A detailed investigation was conducted to analyse the mechanical and durability features of a mixture of binary cement concrete modified with nanomaterials. In the context of the concrete matrix, the substitution of fractional cement content was carried out using Nano silica (NS) at concentrations of 1%, 2%, and 3%. Four distinct cementitious blends were subjected to a comprehensive match of tests, which encompassed compressive strength, flexural strength, split tensile strength, static modulus of elasticity, bulk density, water absorption, permeability, carbonation resistance, acid attack resistance, and rapid chloride penetration.
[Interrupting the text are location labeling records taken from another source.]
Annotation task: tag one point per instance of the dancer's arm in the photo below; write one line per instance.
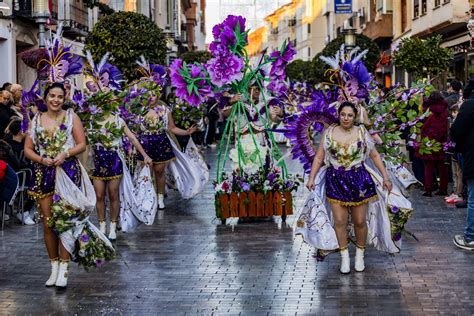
(137, 145)
(79, 138)
(178, 131)
(374, 154)
(317, 163)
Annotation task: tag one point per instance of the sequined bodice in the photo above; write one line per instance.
(155, 124)
(346, 156)
(50, 143)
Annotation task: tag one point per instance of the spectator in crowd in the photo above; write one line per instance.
(6, 113)
(462, 133)
(454, 100)
(453, 94)
(16, 91)
(435, 127)
(6, 86)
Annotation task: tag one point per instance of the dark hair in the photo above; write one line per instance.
(54, 85)
(345, 105)
(456, 85)
(14, 127)
(436, 96)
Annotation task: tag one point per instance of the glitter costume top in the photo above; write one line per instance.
(347, 156)
(50, 143)
(155, 125)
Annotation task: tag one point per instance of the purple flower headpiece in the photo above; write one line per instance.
(281, 58)
(105, 76)
(229, 36)
(349, 73)
(312, 117)
(190, 82)
(60, 62)
(153, 71)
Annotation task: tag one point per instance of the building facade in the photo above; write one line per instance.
(183, 22)
(310, 25)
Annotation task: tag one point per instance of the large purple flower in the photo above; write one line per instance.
(190, 82)
(229, 36)
(225, 69)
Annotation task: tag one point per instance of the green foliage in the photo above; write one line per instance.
(301, 71)
(127, 36)
(400, 111)
(423, 57)
(370, 60)
(197, 56)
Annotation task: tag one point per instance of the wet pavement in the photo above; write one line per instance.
(188, 263)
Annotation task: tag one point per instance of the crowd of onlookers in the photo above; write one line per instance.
(11, 146)
(433, 170)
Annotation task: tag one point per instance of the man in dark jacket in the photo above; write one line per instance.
(462, 133)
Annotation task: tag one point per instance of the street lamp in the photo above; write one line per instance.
(41, 15)
(349, 37)
(4, 6)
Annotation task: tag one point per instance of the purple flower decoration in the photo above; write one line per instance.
(225, 69)
(56, 198)
(229, 36)
(397, 236)
(85, 238)
(318, 114)
(190, 82)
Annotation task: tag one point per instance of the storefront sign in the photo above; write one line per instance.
(342, 6)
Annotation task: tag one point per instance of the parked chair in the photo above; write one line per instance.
(8, 191)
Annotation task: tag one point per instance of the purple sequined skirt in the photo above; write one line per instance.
(43, 179)
(107, 164)
(158, 147)
(349, 187)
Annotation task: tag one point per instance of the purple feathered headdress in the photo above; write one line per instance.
(154, 71)
(60, 62)
(105, 76)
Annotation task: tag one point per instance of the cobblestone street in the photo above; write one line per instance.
(188, 263)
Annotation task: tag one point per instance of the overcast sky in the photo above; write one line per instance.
(253, 10)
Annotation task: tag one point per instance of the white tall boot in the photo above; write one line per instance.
(161, 203)
(112, 231)
(54, 272)
(359, 260)
(102, 227)
(345, 261)
(61, 282)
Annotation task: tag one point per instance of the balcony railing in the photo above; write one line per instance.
(74, 16)
(22, 8)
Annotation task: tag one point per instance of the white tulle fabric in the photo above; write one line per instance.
(315, 222)
(188, 173)
(82, 198)
(138, 200)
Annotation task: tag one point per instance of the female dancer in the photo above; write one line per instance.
(349, 186)
(56, 137)
(156, 142)
(108, 165)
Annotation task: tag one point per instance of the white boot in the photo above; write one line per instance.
(161, 203)
(102, 227)
(54, 273)
(112, 231)
(61, 282)
(359, 261)
(345, 261)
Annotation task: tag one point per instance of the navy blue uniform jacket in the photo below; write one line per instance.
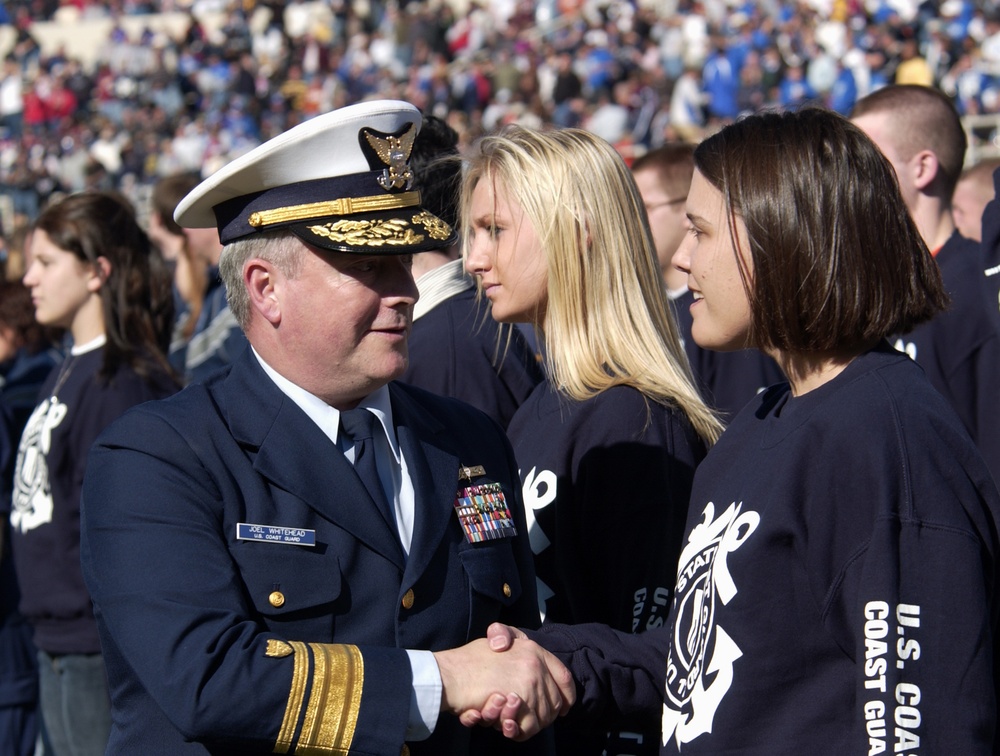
(224, 646)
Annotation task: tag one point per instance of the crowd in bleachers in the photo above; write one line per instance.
(637, 74)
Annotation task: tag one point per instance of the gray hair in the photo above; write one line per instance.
(280, 247)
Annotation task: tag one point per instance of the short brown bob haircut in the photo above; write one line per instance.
(836, 261)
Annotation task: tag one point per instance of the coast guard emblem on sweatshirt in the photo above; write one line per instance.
(702, 655)
(32, 504)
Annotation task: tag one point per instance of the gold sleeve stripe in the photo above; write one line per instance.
(342, 206)
(335, 701)
(296, 695)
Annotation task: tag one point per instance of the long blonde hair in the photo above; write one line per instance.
(607, 321)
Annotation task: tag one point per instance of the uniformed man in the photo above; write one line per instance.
(259, 584)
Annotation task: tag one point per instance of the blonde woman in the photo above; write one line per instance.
(556, 232)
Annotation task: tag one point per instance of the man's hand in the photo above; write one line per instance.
(474, 676)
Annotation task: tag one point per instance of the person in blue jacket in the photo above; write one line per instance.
(92, 273)
(837, 587)
(456, 349)
(919, 131)
(266, 575)
(728, 380)
(608, 445)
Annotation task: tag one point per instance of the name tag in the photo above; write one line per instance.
(245, 531)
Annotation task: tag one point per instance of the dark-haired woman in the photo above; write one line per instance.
(837, 591)
(92, 273)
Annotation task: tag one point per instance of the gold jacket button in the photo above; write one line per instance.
(408, 599)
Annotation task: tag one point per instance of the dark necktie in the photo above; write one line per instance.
(359, 426)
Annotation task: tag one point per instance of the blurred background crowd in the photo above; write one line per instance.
(121, 94)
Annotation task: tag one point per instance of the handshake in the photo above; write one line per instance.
(505, 681)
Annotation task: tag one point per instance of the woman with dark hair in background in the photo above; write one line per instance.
(93, 273)
(837, 587)
(27, 355)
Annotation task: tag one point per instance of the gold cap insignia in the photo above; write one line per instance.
(394, 151)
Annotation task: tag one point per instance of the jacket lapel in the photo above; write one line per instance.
(296, 456)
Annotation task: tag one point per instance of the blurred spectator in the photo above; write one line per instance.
(973, 192)
(456, 348)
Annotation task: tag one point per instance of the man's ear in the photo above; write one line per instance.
(260, 278)
(925, 168)
(102, 269)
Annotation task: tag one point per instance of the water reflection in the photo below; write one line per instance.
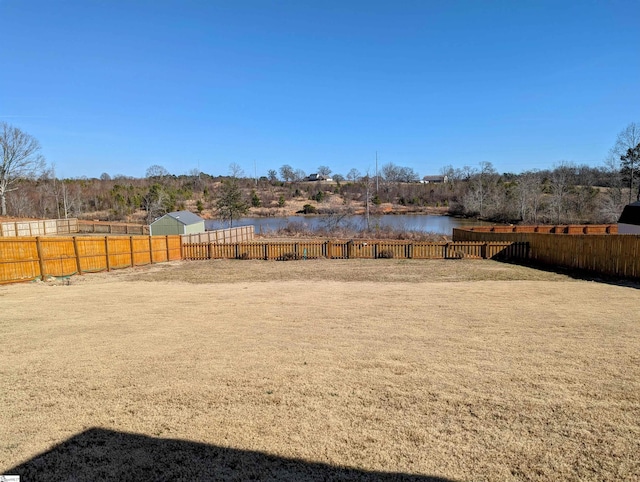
(401, 222)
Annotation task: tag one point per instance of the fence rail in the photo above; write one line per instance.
(28, 258)
(241, 234)
(608, 254)
(549, 229)
(40, 227)
(105, 227)
(354, 249)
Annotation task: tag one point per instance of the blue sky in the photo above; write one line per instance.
(118, 86)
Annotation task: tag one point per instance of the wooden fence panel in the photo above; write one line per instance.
(159, 249)
(27, 258)
(57, 256)
(608, 254)
(19, 260)
(140, 249)
(174, 247)
(92, 254)
(312, 250)
(119, 252)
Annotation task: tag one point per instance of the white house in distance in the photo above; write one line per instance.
(434, 179)
(629, 222)
(178, 222)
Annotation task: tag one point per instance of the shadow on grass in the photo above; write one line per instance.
(579, 274)
(99, 454)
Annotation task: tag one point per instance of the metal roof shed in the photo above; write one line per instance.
(178, 222)
(629, 222)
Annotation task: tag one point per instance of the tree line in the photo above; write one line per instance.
(566, 193)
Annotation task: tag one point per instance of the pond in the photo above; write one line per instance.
(400, 222)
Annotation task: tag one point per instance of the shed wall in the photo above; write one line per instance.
(165, 226)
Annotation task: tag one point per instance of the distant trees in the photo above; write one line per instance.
(287, 173)
(621, 174)
(353, 175)
(272, 175)
(21, 159)
(630, 169)
(231, 204)
(156, 171)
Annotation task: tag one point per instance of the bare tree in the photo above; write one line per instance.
(630, 164)
(559, 186)
(529, 196)
(627, 139)
(287, 173)
(21, 158)
(235, 170)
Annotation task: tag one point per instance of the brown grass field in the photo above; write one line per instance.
(321, 370)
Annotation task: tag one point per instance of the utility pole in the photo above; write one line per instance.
(376, 173)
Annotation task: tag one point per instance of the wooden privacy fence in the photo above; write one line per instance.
(609, 254)
(549, 229)
(27, 258)
(354, 249)
(241, 234)
(105, 227)
(41, 227)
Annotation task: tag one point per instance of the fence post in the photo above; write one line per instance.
(131, 250)
(77, 252)
(106, 250)
(40, 260)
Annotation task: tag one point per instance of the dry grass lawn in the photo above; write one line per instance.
(464, 370)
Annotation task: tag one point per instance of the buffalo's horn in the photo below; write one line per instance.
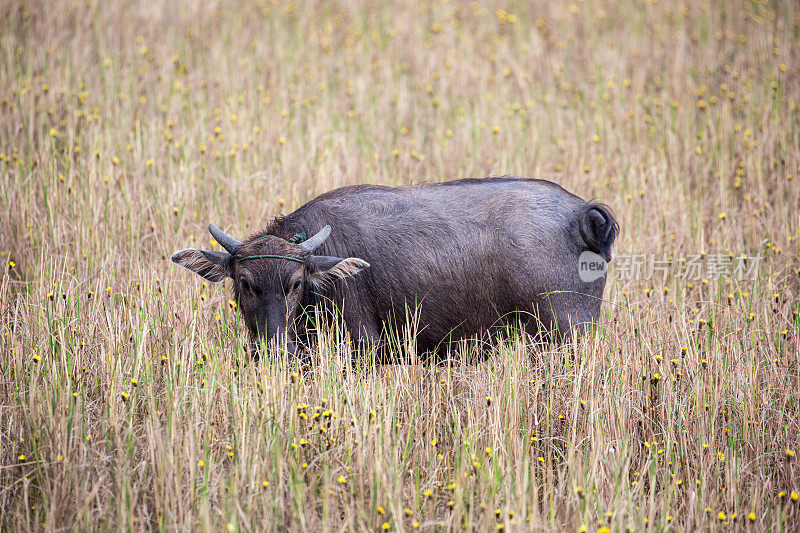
(312, 243)
(225, 240)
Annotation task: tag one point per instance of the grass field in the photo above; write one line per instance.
(126, 397)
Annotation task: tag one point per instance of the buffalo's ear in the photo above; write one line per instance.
(214, 266)
(323, 269)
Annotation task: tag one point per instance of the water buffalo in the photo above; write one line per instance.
(465, 257)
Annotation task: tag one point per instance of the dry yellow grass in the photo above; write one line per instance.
(126, 397)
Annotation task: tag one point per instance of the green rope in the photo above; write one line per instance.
(296, 260)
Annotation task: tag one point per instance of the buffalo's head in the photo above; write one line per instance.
(270, 276)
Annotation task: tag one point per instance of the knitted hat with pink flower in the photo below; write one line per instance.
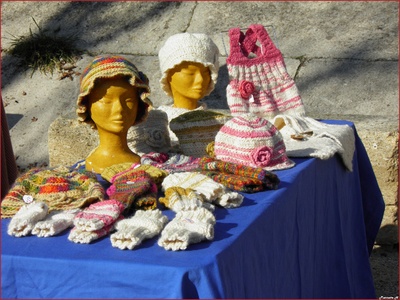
(252, 141)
The compositions of the mixes were investigated through the use of various microstructural analysis techniques, including scanning electron microscopy (SEM), energy-dispersive X-ray spectroscopy (SEM-EDS), thermogravimetric analysis (TGA), X-ray diffraction (XRD), and Fourier-transform infrared spectroscopy (FTIR). The research revealed significant improvements in the mechanical and durability characteristics of the material. An increment in the mechanical and durability properties of mixtures were seen due to inclusion of marble power and Nano silica due to enhanced pozzolanic activities of composite and its filling effect. It is worth mentioning that Nano silica has shown the potential to mitigate the degradation caused by exposure to sulfuric acid. The SEM-EDX analysis demonstrated a decrease in the Ca/Si ratio when compared to the reference combination, suggesting an increase in the consumption of calcium hydroxide (CH) and the creation of a more compact calcium-silicate-hydrate (C-S-H) gel. The X-ray diffraction (XRD) findings indicate that NS has the ability to act as an accelerator for pozzolanic processes. This is achieved by consuming calcium hydroxide (CH) and promoting the creation of extra calcium silicate hydrate (C-S-H), which ultimately enhances the overall performance of the concrete mixture.